Cystinosis is an autosomal recessive disease caused by mutations in the CTNS gene that encodes the lysosomal protein cystinosin, leading to an accumulation of cystine in all organs (Wilmer et al., 2010). Cystinosis could cause loss of expression of megalin/cubulin and impairment in endocytosis in PTCs(Gaide Chevronnay et al., 2014). Late-stage cystinosis progressed to kidney failure characterized by PTC atrophy with interstitial and glomerular fibrosis (Cherqui and Courtoy, 2017). A recent study also demonstrated that genetic ablation of the megalin/LRP2 pathway in cystinotic kidneys could suppress cystine accumulation and crystal deposition, and preserve kidney function from progression into renal fibrosis, indicating endocytosis impairment is the main pathway affecting cystinotic kidney injuries (Janssens et al., 2019). Using CRISPR/Cas9 technology, Krohn et al. generated Ctns−/− rats characterized by progressive cystine accumulation in the kidney, proximal tubule dysfunction, tubulointerstitial fibrosis, and kidney failure. Further primary cultures of proximal tubules from Ctns−/− rat kidneys confirmed the critical mechanism of cystinosis involved renal fibrosis, including cystine overload, leading to reduced endocytic uptake, increased proliferation, and defective lysosomal dynamics and autophagy (Zhang et al., 2017). Luciani et al. published a series of papers on the mechanisms of cystinosis involving tubular dysfunction. They found that in cystinosis, lysosomal dysfunction impairs autophagy’s ability to clear damaged mitochondria, resulting in oxidative stress that stimulates phosphorylation of tight junction ZO-1 by Gα12/Src and triggers a signaling cascade involving ZO-1-associated Y-box factor ZONAB, leading to tubular cell proliferation and transport defects (Festa et al., 2018).

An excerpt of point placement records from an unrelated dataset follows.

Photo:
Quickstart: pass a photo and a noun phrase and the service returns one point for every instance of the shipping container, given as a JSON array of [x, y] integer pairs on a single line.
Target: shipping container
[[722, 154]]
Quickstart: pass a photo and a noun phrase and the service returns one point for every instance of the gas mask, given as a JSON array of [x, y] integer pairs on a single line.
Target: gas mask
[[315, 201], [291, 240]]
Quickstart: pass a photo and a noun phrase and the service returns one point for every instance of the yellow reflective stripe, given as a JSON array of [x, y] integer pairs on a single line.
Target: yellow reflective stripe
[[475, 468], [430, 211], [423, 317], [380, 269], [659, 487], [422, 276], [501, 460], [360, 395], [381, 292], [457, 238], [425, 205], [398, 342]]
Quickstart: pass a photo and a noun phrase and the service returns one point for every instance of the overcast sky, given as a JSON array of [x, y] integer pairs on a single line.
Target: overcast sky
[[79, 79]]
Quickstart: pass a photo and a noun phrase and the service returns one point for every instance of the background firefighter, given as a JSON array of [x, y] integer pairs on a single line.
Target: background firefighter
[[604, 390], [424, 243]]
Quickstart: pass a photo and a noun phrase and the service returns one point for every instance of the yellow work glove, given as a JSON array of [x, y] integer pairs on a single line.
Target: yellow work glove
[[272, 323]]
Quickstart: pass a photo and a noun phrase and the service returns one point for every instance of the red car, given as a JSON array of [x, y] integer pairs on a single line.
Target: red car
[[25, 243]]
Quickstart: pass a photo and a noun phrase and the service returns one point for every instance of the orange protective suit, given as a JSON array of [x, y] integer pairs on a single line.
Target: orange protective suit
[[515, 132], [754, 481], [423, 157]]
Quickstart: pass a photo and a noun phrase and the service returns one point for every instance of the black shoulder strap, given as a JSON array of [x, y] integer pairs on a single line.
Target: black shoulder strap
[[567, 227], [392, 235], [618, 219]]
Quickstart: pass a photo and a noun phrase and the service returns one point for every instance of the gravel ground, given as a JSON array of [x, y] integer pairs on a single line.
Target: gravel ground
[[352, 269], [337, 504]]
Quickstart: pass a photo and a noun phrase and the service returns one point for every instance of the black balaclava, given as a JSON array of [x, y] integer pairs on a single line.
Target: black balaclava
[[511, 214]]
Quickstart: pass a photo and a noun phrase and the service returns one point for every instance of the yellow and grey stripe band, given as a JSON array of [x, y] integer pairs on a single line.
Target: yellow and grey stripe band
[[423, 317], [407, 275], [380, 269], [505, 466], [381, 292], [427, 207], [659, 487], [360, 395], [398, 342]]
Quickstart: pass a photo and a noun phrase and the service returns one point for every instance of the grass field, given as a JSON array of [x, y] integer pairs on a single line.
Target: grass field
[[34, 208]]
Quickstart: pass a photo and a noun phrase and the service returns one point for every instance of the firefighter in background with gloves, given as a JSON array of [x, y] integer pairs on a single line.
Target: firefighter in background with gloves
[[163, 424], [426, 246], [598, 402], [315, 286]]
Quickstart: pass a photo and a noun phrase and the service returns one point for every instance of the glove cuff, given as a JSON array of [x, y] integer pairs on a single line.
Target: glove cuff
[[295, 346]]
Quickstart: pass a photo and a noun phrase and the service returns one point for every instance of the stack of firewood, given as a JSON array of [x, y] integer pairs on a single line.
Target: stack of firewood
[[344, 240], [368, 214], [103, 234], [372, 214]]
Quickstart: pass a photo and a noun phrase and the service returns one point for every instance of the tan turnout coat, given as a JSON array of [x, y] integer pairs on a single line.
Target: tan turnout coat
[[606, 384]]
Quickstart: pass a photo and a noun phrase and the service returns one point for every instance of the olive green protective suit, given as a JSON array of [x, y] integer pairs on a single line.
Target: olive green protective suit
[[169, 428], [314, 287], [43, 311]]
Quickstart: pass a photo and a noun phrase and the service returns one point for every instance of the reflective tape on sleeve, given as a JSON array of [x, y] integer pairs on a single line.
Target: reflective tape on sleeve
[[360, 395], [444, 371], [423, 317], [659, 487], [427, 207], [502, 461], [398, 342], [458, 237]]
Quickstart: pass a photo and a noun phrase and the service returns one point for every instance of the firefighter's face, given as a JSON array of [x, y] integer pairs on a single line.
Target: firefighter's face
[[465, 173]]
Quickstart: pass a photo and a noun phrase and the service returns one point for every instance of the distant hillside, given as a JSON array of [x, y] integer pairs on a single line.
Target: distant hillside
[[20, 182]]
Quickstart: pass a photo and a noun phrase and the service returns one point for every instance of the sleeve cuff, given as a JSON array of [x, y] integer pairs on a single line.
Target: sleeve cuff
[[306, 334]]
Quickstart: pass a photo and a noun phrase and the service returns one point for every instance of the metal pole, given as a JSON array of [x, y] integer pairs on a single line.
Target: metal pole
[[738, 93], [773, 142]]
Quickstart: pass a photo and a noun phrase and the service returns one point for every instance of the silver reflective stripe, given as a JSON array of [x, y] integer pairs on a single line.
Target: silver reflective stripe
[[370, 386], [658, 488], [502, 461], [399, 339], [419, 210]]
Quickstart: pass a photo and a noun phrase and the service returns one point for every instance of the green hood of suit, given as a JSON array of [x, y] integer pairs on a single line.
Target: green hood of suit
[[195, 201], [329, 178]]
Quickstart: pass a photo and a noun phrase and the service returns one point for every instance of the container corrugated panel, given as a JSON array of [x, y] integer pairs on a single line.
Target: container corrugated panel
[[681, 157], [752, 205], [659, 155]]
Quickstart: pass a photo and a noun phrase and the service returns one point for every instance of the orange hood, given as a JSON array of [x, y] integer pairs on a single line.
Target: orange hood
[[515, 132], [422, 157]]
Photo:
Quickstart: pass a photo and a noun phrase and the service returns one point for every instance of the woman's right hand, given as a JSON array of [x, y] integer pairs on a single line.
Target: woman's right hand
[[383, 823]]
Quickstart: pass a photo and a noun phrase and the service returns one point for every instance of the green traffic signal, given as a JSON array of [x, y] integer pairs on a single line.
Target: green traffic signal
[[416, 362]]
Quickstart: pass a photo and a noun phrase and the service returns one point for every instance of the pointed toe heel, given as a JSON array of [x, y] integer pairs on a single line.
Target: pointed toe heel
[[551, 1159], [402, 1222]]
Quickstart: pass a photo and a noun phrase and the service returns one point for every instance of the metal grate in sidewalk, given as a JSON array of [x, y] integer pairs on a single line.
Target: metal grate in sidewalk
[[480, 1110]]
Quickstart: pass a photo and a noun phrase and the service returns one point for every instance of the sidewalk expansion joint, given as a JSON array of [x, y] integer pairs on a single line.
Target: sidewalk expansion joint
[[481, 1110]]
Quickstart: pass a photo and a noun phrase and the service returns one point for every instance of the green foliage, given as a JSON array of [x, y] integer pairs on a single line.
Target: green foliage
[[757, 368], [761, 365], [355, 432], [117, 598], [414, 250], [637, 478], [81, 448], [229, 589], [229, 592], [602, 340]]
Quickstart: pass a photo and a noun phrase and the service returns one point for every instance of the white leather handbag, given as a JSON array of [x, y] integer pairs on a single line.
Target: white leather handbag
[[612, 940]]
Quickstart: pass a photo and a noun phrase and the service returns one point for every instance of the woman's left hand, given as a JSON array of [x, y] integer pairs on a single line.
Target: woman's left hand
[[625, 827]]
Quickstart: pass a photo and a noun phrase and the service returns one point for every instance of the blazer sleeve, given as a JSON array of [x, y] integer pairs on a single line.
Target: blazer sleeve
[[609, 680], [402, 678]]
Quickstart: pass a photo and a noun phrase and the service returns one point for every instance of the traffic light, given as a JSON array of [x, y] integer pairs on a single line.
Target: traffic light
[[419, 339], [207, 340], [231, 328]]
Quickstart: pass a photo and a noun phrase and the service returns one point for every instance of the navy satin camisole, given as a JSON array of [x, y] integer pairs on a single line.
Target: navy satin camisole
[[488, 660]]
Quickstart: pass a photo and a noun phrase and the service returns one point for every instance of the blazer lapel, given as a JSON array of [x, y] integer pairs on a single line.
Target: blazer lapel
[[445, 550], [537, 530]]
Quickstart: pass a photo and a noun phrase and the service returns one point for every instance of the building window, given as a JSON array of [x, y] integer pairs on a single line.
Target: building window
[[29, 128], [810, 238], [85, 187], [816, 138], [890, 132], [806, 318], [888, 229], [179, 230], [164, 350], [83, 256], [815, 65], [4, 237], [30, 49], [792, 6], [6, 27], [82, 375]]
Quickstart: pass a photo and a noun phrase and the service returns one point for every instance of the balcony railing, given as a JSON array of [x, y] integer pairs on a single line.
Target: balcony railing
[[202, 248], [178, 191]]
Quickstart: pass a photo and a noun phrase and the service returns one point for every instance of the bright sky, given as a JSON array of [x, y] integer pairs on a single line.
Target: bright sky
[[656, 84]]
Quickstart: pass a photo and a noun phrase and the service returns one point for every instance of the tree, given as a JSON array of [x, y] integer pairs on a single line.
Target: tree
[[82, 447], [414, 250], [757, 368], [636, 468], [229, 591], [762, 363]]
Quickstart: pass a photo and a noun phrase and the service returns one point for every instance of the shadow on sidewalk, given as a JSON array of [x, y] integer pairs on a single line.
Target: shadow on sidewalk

They also observed that defective cystine mobilization from lysosomes could divert PT cells toward growth and proliferation and disrupt their functions. The the primary mechanism is the activation of regulator-Rag GTPase-dependent recruitment of mTORC1 (mechanistic target of rapamycin complex 1) (Berquez et al., 2023). Altogether, these studies provide insightful information on the mechanism of cystinosis-related renal fibrosis, indicating reduced endocytosis and lysosomal and autophagic defects, leading to renal fibrosis.

Ciliopathies

Ciliopathies are a group of diseases with mutations in ciliary-associated proteins. Many of these mutations manifest as renal ciliopathies, characterized by kidney dysfunction resulting from aberrant or ciliary functions, including polycystic kidney disease, nephronophthisis, et al. (McConnachie et al., 2021). In ADPKD, Obermuller et al. observed that loss of chloride channel CIC-5 and the albumin receptor megalin led to proteinuria in ADPKD (cy/+) rats, and the impairment in endocytosis could further reduce the efficacy of certain gene therapy (Obermuller et al., 2001; Witzgall et al., 2002). Endocytosis was further characterized as one of the shared gene pathways in ADPKD by the intra-species combined analysis (Chatterjee et al., 2017). Endocytic uptake was evident in megalin-positive cysts but only in those that remained connected to the renal tubular system (Nielsen et al., 2021). Altogether, many factors contributed to ADPKD induced renal fibrosis, and endocytic impairment occurred in ADPKD, leading to proteinuria, which may further partially orchestrate the development of renal fibrosis in ADPKD disease.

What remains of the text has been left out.